Benim inançlarımı paylaşıyor, öbürü cenaze namazı dışında cami kapısından girmiyor. Bir cenazeye gidip Kuran tilaveti yapmıyor. Başı örtülü ve inançlı insanlara düşmanlık yapmıyor. Aksine el altından mütedeyyin insanlara düşmanlık yapanları bu insanlar görmüyor mu?

Aşağıda bir seçilmiş yanlış, hırsızlık yolsuzluk yapıyorsa bu o insanın yanlışı olmamakla beraber, ahlakını yitirmiştir. Hak ve hukuk demeden kul hakkı yiyorsa amacıda soygun vurgunsa o insanı bağlar. Bunu duyup bilenlerde buna engel olmayıp gereğini yapmıyorsa aynı vebale o da girdiğini bilmelidir. İnsanları tek tek takip edip ne ettiğini bilmek zor ama o insanlar gerekli yerlere iletilmelidir.
Benimde zaman zaman yaptığım eleştiriler geneli ilgilendirmiyor. Şahısların yaptığı hataları yazmam geneli içerisine almaz. Eğer yukarıya ayak uydurmak yerine, kendi hesap ve çıkarı için işler yapıyorsa bizde bunları yazmak durumundayız. Yazalım ki, duysunlar gereğini yapsın ve mani olsunlar.

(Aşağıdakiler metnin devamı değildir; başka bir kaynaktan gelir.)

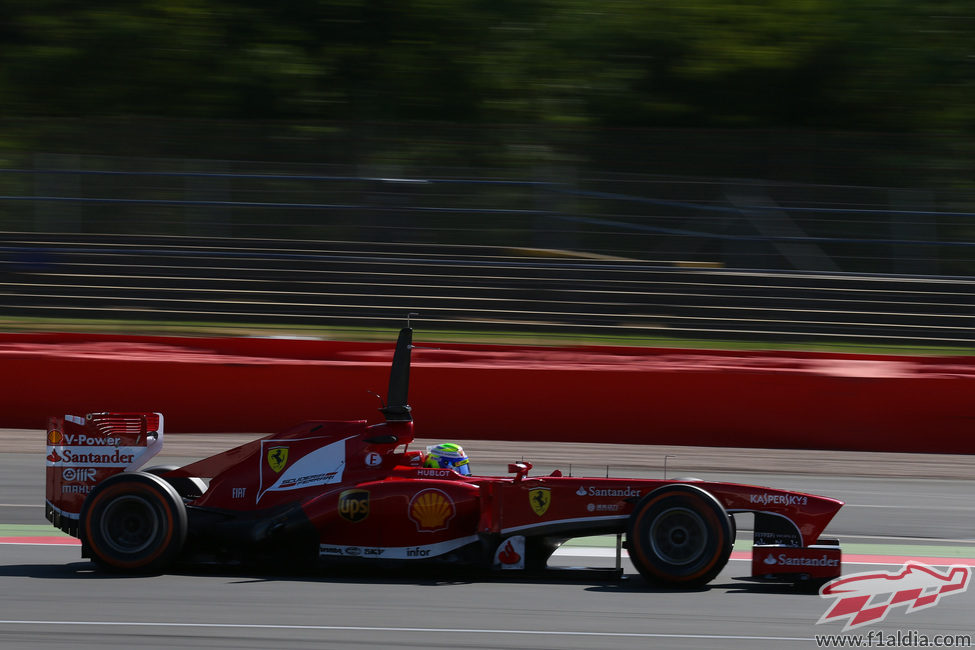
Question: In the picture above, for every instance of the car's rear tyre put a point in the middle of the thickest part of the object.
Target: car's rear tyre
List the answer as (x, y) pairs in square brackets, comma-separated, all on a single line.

İnsanların özel hayatları hiç bir şekilde bizleri ilgilendirmez. Nasıl benim özel hayatım ve yaşantım beni bağlarsa başkalarının özel hayatları da kendilerini bağlar. Ama hatalar umumun menfaatini ilgilendiriyorsa bu hepimizi ilgilendirir.
Milletin menfaatin ilgilendiren yanlışları kim yaparsa yapsın karşı olmak zorundayız. Ama bu kişisel yanlışları Sayın Erdoğan’a mal etmek yanlıştır. Bazen evimizde kendi çocuğumuzun hata ve yanlışlarına mani olamazken, binlerce kişiyi tek tek takip edemeyiz.

Gizli işler çevirmek yerine insanlarla iç içe olmak ve vatandaşın derdi ile dertlenmek ve gerekli çözüm üretmek insanları memnun eder. Son dönemlerde Ak Parti teşkilatının adım adım gezerek vatandaşla buluşması insanları mutlu ettiğini görmekteyiz. En çok eleştirdiğim konu ise vatandaşın derdi ile dertlenmeyi eleştirdim. Toplumla kucaklaşılmasını istedim. Bunu da görmek bizleri mutlu etmektedir.

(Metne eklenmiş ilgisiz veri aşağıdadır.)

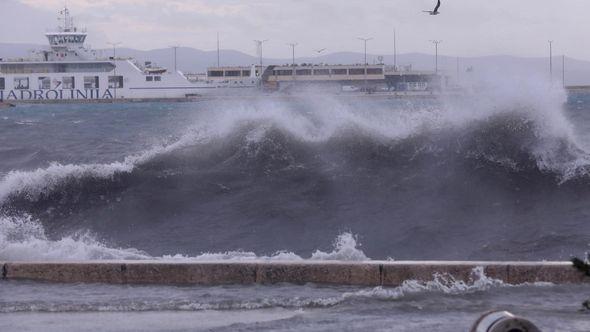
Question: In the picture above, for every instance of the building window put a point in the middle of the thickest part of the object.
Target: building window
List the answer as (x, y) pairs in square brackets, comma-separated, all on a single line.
[(69, 82), (215, 73), (232, 73), (21, 83), (90, 82), (374, 71), (303, 72), (44, 83), (115, 82), (339, 72), (321, 71)]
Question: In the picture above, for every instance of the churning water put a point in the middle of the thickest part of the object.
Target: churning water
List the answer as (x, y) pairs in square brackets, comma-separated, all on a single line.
[(503, 174)]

Benim kusuru az olan kişiyi takdir etmem, başkalarının yanlışlarını yazmamamı gerektirmez. Artık eskisi gibi artık hatır gönül meselesi diye bir düşüncem yok. Mümkün mertebe deliller sağlam olduğu sürece yazmaya devam edeceğim. Tabi bunu yazarken güzel işleri görmekten gelemeyiz. Bu kim ve hangi görüşten olursa olsun yazarız.